1.1 Lefier is de rechtsopvolger van Stichting IN (hierna: IN) te Groningen.
1.2 IN en Woonzorg hebben op 6 december 2002 een huurovereenkomst in de zin van artikel 7:230 BW gesloten voor de duur van drie jaar met betrekking tot de onroerende zaak aan de Populierenlaan 1 te Groningen (hierna: Hunzerheem). Woonzorg mocht het gehuurde onderverhuren aan de Prof. Heymansstichting. Met ingang van 5 december 2005 is de huurovereenkomst steeds voor een jaar verlengd. Hunzerheem werd gebruikt voor het huisvesten van ouderen en het verlenen van diensten aan ouderen.
1.3 IN heeft de huurovereenkomst bij brief van 5 december 2006 opgezegd met als opleverdatum 'rond 01 september 2008 of zoveel eerder als mogelijk is'. Woonzorg is in haar brief van 4 januari 2007 met de opzegging akkoord gegaan.
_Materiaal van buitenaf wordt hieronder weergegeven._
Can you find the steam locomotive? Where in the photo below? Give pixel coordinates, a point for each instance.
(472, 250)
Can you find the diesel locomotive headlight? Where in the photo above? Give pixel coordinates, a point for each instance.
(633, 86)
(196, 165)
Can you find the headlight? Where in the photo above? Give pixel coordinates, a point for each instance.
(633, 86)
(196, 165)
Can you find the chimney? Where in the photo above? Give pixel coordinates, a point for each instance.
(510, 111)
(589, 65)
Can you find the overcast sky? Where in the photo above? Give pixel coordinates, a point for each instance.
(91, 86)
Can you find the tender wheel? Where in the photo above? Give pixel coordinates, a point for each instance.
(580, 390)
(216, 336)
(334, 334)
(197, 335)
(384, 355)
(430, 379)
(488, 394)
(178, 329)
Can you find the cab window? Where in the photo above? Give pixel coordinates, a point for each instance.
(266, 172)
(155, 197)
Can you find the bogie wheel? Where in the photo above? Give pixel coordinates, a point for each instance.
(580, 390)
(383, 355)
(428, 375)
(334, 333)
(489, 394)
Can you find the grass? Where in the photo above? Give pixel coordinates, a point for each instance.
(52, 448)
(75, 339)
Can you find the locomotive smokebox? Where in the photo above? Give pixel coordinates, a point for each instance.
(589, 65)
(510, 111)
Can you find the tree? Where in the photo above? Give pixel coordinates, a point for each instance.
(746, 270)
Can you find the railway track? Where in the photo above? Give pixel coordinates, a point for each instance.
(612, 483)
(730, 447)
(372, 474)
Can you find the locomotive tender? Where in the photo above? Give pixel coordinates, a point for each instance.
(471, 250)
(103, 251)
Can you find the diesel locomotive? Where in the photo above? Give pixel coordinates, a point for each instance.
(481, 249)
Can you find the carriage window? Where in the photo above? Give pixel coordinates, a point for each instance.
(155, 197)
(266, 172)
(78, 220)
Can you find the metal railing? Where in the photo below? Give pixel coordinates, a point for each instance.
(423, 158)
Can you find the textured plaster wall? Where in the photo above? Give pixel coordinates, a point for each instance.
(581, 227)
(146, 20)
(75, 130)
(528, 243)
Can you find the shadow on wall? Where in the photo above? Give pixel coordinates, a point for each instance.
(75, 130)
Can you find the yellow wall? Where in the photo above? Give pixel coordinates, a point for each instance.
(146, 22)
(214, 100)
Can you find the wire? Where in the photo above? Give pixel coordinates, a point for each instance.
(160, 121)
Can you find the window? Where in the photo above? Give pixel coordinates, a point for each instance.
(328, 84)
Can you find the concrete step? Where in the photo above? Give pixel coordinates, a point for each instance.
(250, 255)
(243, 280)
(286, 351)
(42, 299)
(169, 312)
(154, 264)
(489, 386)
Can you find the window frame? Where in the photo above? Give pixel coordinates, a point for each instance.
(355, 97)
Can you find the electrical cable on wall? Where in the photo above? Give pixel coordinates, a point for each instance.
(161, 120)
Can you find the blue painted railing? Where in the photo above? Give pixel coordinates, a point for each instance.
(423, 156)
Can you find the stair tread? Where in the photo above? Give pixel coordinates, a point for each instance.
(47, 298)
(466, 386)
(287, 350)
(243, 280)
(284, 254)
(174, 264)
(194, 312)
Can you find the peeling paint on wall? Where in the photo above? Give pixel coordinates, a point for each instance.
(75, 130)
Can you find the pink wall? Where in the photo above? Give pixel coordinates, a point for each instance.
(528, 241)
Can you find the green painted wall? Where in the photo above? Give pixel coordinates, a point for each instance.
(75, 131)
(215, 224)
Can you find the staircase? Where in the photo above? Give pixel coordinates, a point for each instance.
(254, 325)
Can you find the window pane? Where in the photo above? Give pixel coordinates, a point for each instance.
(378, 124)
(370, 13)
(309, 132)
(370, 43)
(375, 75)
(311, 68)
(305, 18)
Zij heeft daarbij opgemerkt dat oplevering behoudens calamiteiten uiterlijk eind december 2008 zou kunnen plaats vinden. De brief van Woonzorg is ondertekend door de heer G. Verduijn, directeur Business Unit Vastgoed van Woonzorg. Onder aan deze brief staat vermeld dat een kopie van de brief is gezonden aan [naam], regiomanager van Woonzorg (hierna: [regiomanager]), en de heer [naam], accountmanager bij Woonzorg (hierna: [accountmanager]).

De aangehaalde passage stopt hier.